Use a Mixture of Numbers and Symbols
If you want to take your password security to the next level, then you should consider using numbers and symbols on top of letters. The addition of numbers and symbols makes the password-cracking process longer and more difficult, as it stretches beyond A-Z letters alone. Adding extra numbers and symbols can also increase the password length, which is good news in terms of security. A password should be 12 characters long at the absolute minimum.
Creating Safe Passwords: Additional Tips
Firstly, you shouldn’t constantly reuse passwords across a range of accounts. This is undoubtedly convenient but can pose a huge risk if a cybercriminal gets hold of your password. You can think of repeating your password as having the same key for your home, car, office, etc. If a criminal takes it, there’s a lot that they can access.

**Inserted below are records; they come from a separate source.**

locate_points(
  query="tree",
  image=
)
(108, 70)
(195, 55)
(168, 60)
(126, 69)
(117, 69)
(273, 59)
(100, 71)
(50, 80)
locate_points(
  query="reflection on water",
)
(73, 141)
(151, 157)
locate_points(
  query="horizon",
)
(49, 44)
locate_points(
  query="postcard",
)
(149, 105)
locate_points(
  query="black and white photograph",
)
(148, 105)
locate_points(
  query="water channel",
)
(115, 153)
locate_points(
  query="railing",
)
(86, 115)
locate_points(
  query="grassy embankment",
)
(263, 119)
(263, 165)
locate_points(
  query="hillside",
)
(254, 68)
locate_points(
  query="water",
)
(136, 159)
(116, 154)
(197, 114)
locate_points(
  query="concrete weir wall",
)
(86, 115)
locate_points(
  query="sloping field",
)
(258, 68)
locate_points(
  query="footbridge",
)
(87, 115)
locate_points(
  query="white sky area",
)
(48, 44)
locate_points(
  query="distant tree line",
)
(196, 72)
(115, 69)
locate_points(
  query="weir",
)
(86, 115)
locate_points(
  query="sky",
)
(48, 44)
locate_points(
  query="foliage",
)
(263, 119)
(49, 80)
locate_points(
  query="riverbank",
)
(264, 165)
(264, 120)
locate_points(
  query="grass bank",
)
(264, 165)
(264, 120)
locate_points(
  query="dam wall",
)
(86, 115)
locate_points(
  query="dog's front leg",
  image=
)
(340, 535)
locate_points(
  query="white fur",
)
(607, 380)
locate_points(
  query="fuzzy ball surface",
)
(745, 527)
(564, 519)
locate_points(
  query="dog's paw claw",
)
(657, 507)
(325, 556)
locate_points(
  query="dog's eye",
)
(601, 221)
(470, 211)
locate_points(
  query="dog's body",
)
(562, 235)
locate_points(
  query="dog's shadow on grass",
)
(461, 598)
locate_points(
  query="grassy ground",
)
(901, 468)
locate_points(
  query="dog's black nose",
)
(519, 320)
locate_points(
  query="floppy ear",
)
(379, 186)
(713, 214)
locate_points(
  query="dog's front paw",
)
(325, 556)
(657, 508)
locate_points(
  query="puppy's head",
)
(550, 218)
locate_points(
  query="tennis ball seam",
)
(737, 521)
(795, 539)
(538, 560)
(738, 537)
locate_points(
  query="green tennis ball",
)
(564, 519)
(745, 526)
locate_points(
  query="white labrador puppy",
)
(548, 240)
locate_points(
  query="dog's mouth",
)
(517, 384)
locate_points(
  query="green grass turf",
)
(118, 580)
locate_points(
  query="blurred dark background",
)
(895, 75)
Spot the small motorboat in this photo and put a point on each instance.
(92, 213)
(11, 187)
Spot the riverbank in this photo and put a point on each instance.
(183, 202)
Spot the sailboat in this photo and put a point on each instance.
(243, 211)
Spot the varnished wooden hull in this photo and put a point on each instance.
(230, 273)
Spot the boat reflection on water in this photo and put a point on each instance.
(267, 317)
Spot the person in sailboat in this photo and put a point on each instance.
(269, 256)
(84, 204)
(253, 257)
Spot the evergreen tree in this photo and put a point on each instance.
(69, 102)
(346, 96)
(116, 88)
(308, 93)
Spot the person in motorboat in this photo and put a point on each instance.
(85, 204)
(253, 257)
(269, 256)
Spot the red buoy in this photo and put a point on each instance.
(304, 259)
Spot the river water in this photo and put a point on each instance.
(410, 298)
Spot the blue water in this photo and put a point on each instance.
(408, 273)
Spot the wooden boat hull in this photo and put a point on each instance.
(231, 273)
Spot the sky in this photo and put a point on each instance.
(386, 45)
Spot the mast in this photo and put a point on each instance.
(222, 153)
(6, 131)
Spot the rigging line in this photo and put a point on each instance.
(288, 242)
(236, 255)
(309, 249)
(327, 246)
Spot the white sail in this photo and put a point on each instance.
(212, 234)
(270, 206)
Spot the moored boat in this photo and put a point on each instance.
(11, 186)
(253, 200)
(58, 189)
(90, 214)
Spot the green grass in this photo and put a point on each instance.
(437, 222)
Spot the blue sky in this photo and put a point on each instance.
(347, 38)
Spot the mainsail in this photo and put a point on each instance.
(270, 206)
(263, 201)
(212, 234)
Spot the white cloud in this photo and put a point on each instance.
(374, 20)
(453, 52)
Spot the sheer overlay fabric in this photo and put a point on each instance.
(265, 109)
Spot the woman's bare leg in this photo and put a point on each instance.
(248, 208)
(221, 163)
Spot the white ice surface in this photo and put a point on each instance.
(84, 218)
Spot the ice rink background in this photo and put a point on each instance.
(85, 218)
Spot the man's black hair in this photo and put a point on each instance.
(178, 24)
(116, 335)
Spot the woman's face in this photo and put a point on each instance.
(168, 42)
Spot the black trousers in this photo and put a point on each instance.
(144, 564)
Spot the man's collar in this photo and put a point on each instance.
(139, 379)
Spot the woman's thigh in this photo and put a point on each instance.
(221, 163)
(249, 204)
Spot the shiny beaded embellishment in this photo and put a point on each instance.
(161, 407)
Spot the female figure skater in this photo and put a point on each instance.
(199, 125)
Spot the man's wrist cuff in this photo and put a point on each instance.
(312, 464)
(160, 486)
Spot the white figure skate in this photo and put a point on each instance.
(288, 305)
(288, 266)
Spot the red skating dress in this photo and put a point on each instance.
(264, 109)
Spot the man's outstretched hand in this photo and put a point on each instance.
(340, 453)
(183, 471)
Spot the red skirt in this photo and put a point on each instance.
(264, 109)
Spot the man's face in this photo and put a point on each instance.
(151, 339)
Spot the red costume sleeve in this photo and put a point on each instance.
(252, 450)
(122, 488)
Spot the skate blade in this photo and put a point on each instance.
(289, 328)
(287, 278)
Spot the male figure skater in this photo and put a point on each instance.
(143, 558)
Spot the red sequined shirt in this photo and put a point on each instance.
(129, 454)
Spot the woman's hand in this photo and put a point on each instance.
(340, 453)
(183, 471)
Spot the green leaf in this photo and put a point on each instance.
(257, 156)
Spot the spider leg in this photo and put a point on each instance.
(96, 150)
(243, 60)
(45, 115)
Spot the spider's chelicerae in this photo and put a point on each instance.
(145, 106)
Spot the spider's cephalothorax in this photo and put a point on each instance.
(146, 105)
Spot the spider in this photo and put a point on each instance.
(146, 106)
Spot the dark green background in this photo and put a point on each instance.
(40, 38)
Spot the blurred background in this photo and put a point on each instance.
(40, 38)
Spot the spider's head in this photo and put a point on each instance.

You should also follow password recommendations. Some sites require you to follow their password security specifications, while others simply offer tips. It’s important that you don’t ignore these useful suggestions, as they can help protect your password more effectively.
You could also try using a reputable password creation tool if you’re having a hard time coming up with a complex enough phrase on your own. For example, Norton offers a free password generator that provides you with a long, complex phrase that will be very tough to crack.
Password Storage Options
If you want to use complex, secure passwords, chances are you can’t remember each one off the top of your head. Not only is this an unreliable method, but it can often lead to you having to change your password again and again. This is where password storage options come in.
There are many ways that one can store their passwords, but not all are safe. For example, using your notes app to store your passwords is a bad idea, as it is not a security-focused app and can therefore be opened by anyone with access to your phone. The same goes for Word documents and spreadsheets if they’re not locked.
But worry not: there are plenty of safe password storage options out there for you to choose from. One of the most popular choices is password managers. These are apps that store your passwords in a secure form using encryption.
However, these are software-based tools, and are therefore vulnerable to technical malfunctions and cyberattacks. While reputable password managers do what they can to steer clear of cybercriminals, no apps are completely airtight. Even reputable password managers have suffered hacks, such as LastPass.
You can also store your passwords on a USB drive, especially one that is encrypted. If your USB drive is not encrypted, make sure the device you load it on is equipped with a trusty antivirus program.
If you want to keep it old school, using a pen and paper to store your passwords is by no means a terrible idea as long as you’ve got a solid hiding place in mind. You might also want to create a copy to hide in a separate hiding spot in case the original gets damaged.
Regardless of the storage option you choose, make sure that it is not vulnerable to thieve, and is being stored in a secure location if in physical form.
Your Passwords Are the Gateways to Your Accounts
While you can use additional security layers, such as two-factor authentication, to further protect your online accounts, many still use their passwords as a last line of defense. This is why it’s crucial that your password is sufficiently complex so that malicious actors have a harder time cracking it. Even if you do use additional verification layers, it’s still wise to avoid simple, short passwords, as this line of data still plays an important role in the login process.